READ MORE: Meet The Ukrainian MP Who Spent 10 Years Investigating Manafort

This ledger detailed a number of payments made by Yanukovych under-the-table – and one of the names uncovered within was a senior Republican political operative, Paul Manafort, whom Yanukovych retained in order to clean up his image. Paul Manafort is now serving a 7 and a half year sentence in U.S. federal prison, on charges that include conspiracy to defraud the United States. Manafort also served as Donald Trump’s campaign manager during the 2016 U.S. Presidential elections, albeit only for four-and-a-half months – resigning on the same day that Leshchenko revealed the ledger.

However, Leshchenko denies the allegations made by Rudy Giuliani, who has a history of spreading false and misleading claims.
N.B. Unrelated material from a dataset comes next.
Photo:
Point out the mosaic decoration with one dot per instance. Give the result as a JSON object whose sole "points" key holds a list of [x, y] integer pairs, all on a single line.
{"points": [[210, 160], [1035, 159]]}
“Mr. Giuliani constructed a conspiracy. This conspiracy is backed by evidence, or just events, fabricated here in Ukraine by Ukrainain officials or people who are not credible sources,” stated Leshchenko, adding that another one of Giuliani’s claims – that a Ukrainian court had found Leshchenko and the director of the Ukrainian National Anti-Corruption Bureau (NABU) Artem Sytnyk, guilty of interfering in the 2016 U.S. election.

But, as Leshchenko pointed out, “When Mr. Giuliani talks about the involvement or interference of Ukrainian government, politics...to American elections, he means the decision of the court here in Kyiv, which does not exist anymore, which was cancelled totally and finally in July of this year...This decision of the court was specifically fabricated to put some additional arguments [supporting] this conspiracy.”

READ MORE: Ukraine’s Lutsenko Deliberately Misinformed Giuliani - MP Leshchenko​

But for Leshchenko, the fallout from the scandal and Giuliani’s conspiracies haven’t ended there: He’s faced real career consequences for exposing the Yanukovych black ledger – especially when he was part of the Zelenskyy campaign team during the Ukrainian presidential elections in 2019.

“...When the [U.S.] Deputy Secretary of State came to Kyiv, I was also at this meeting, so it was okay with the American government to meet with me as a part of the Zelenskyy team...In May of this year, when Mr. Giuliani made his incredibly, I believe, unprecedented statement...that I’m an enemy of Trump, and I’m an enemy of the U.S. because I interfered in the presidential elections, which is not true...of course after this statement, it was quite an unusual problem for the president-elect...we sat down with the team and our common opinion was that since we had this statement...it can be almost impossible to keep good relations with the American government if I keep some position with the [Zelenskyy] administration,” said Leshchenko, adding that if necessary, he’s ready to testify to the U.S. Congress about his side of the story.

And as for the allegations that Zelenskyy agreed to order the new Prosecutor-General Rouslan Riaboshapka to investigate Burisma, the energy firm where Hunter Biden, son of current U.S. Democratic presidential frontrunner Joe Biden, served as a board member, Leshchenko says that “[Zelenskyy] was just trying to change the narrative of Trump,” adding that “Riaboshapka didn’t want to be prosecutor-general...To know the situation you have to know Rouslan Riaboshapka. He was a person who ‘voluntarily’ left the Anti-corruption agency...because he is not a person who accepts pressure.”